Laryngoscope. 1998 Dec;108(12):1816-23. doi: 10.1097/00005537-199812000-00010.
Defective ciliary ultrastructure and impaired mucociliary clearance play an important role in the development of respiratory disease and sinusitis. Changes in the ciliary ultrastructure of the sinonasal epithelium have been documented in patients with primary ciliary dyskinesia. However, secondary ciliary dyskinesias and epithelial cytopathologic changes have been underappreciated as a consequence of respiratory dysfunction and chronic sinusitis.
Thirty-two patients with severe chronic sinusitis were evaluated for ciliary and epithelial abnormalities.

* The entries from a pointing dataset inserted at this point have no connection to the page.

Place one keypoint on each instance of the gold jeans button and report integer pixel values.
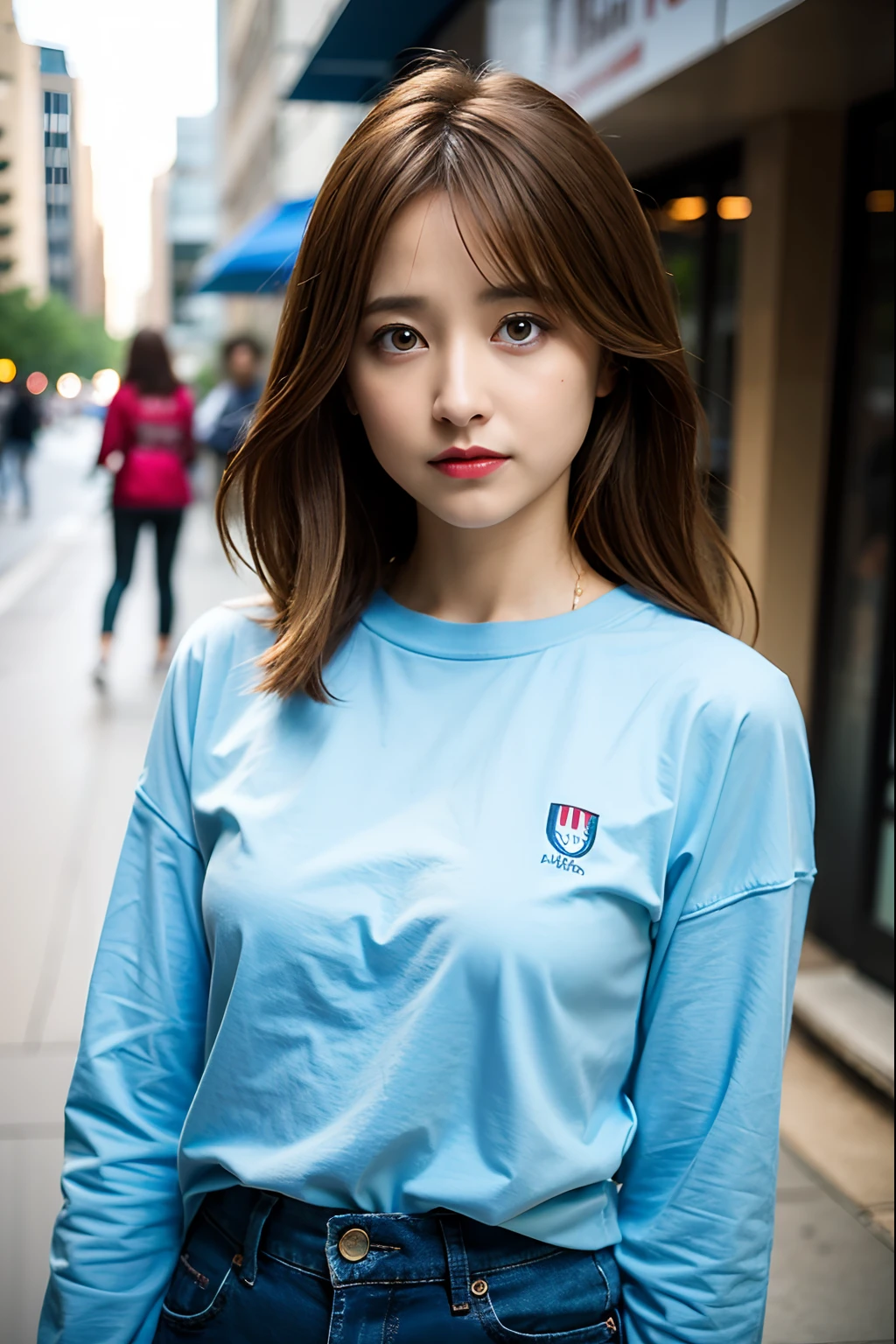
(354, 1245)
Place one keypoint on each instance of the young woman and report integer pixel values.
(148, 444)
(446, 978)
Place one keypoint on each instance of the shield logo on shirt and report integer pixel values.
(571, 831)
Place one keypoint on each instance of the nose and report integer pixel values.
(461, 396)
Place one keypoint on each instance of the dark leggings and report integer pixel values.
(128, 523)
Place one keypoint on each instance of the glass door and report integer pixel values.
(853, 727)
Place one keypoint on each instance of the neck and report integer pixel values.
(522, 569)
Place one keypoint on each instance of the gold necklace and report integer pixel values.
(577, 591)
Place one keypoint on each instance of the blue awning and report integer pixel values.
(258, 260)
(360, 52)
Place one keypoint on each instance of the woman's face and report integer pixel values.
(474, 399)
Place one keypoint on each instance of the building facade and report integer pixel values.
(23, 235)
(270, 150)
(74, 238)
(192, 230)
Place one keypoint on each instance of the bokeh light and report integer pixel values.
(687, 208)
(69, 386)
(735, 207)
(105, 385)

Fourteen patients (44%) were children who underwent full allergy, sweat, and immunologic workups. Eighteen patients (56%) were adults who had severe refractory sinusitis and had failed previous sinus surgery. All patients underwent nasal epithelium biopsies of the middle turbinate and evaluation by light and transmission electron microscopy.

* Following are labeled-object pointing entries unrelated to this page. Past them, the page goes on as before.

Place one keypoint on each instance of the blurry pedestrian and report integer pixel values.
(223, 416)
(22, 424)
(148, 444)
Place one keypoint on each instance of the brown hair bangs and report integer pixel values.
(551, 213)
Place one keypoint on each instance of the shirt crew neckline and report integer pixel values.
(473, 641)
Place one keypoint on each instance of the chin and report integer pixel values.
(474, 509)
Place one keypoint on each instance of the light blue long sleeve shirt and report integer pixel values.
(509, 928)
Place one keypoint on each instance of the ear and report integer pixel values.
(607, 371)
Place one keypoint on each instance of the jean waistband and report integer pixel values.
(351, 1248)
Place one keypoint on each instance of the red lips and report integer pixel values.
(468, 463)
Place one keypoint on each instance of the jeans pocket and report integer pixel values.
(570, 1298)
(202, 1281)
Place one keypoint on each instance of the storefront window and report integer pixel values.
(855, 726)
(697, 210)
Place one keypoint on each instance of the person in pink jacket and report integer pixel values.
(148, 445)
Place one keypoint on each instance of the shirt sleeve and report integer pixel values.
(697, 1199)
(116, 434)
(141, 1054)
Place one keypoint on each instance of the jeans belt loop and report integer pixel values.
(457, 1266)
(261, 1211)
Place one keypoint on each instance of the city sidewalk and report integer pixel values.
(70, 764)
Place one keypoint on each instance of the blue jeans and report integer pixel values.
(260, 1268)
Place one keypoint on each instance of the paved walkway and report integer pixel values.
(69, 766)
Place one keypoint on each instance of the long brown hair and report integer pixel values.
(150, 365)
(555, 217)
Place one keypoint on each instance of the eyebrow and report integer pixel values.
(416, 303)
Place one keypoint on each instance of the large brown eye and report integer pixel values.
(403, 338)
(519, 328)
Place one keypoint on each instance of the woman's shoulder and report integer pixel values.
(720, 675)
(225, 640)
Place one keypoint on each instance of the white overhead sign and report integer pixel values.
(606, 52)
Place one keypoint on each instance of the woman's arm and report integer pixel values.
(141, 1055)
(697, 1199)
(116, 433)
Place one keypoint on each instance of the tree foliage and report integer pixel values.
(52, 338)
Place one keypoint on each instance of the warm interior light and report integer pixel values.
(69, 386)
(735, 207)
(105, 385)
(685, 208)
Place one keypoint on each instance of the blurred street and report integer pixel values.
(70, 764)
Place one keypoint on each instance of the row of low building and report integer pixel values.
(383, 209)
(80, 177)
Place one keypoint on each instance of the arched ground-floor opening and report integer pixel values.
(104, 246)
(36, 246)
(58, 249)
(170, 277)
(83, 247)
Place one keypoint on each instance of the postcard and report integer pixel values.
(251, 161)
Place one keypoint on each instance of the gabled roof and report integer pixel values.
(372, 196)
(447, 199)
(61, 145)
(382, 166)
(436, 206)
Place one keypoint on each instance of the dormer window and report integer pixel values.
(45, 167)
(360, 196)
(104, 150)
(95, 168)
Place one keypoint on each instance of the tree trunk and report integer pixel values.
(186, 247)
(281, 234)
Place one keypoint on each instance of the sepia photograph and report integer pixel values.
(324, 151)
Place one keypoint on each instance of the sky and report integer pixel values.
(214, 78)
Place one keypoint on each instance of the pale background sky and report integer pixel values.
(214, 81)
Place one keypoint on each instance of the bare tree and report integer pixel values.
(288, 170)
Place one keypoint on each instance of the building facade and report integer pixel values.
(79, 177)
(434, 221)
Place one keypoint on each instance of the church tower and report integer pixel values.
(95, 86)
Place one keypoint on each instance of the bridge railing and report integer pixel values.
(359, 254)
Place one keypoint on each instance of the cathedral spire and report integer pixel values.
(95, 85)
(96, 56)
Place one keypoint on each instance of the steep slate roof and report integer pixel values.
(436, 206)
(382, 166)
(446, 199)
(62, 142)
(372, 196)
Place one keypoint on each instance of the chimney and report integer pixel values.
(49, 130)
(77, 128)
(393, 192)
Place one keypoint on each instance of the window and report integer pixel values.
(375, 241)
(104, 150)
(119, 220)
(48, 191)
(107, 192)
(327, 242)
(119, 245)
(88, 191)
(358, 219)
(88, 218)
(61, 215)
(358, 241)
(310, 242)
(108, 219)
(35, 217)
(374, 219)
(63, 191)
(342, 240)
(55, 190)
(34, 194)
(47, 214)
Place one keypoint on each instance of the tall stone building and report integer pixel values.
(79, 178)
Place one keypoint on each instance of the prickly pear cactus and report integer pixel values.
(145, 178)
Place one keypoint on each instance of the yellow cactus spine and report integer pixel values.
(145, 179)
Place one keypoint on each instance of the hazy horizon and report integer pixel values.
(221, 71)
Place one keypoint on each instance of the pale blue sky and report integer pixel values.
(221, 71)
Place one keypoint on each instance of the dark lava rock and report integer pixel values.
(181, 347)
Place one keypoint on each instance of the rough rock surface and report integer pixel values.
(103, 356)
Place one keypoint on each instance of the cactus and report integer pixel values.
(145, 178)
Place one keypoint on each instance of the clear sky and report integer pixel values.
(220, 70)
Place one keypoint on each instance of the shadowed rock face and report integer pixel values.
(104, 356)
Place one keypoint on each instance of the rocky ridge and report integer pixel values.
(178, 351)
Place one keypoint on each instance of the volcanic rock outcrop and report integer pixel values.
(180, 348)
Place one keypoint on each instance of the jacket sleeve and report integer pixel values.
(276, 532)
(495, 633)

Ciliated cells were found in 23 patients (72%) with 9 patients (28%) having no cilia. Foci of normal ciliated epithelium were found in only 19% of the patients, often in epithelial invaginations. Variable numbers (usually a minor population) of cilia in 20 cases (87%) exhibited ultrastructural defects including compound cilia and microtubule and dynein arm defects. All of the patients showed variable loss of differentiated epithelial cells ranging from denuded epithelium to basal cell hyperplasia often associated with squamous metaplasia, secondary to chronic sinonasal disease. The lamina propria was often edematous with dilated capillaries, plasma cells, lymphocytes, and hyperplastic seromucous glands.
This study demonstrates that ciliary dyskinesias are primarily the result rather than the cause of chronic sinusitis. Patients with chronic sinusitis of uncertain origin exhibit a prominent loss of differentiated epithelial cells, as well as ciliary defects, most of which are likely to be secondary to the chronic disease process. These changes slow down mucociliary clearance and lead to a vicious cycle leading to chronicity.
纤毛超微结构缺陷和黏液纤毛清除功能受损在呼吸系统疾病和鼻窦炎的发生发展中起重要作用。原发性纤毛运动障碍患者鼻窦上皮的纤毛超微结构变化已有文献记载。然而,继发于呼吸功能障碍和慢性鼻窦炎的继发性纤毛运动障碍和上皮细胞病理变化一直未得到充分认识。
对32例严重慢性鼻窦炎患者的纤毛和上皮异常进行评估。
14例(44%)为儿童,接受了全面的过敏、汗液和免疫检查。18例(56%)为成年人,患有严重难治性鼻窦炎且既往鼻窦手术失败。所有患者均接受中鼻甲鼻上皮活检,并通过光镜和透射电镜进行评估。
23例(72%)患者发现有纤毛细胞,9例(28%)无纤毛。仅19%的患者发现正常纤毛上皮灶,通常位于上皮内陷处。20例(87%)患者的纤毛数量不等(通常为少数)呈现超微结构缺陷,包括复合纤毛以及微管和动力蛋白臂缺陷。所有患者均表现出不同程度的分化上皮细胞丢失,从上皮剥脱到基底细胞增生,常伴有化生,继发于慢性鼻窦疾病。固有层常水肿,伴有毛细血管扩张、浆细胞、淋巴细胞和增生的浆液黏液腺。
本研究表明纤毛运动障碍主要是慢性鼻窦炎的结果而非原因。病因不明的慢性鼻窦炎患者表现出显著的分化上皮细胞丢失以及纤毛缺陷,其中大多数可能继发于慢性疾病过程。这些变化会减慢黏液纤毛清除速度,导致恶性循环,进而导致疾病慢性化。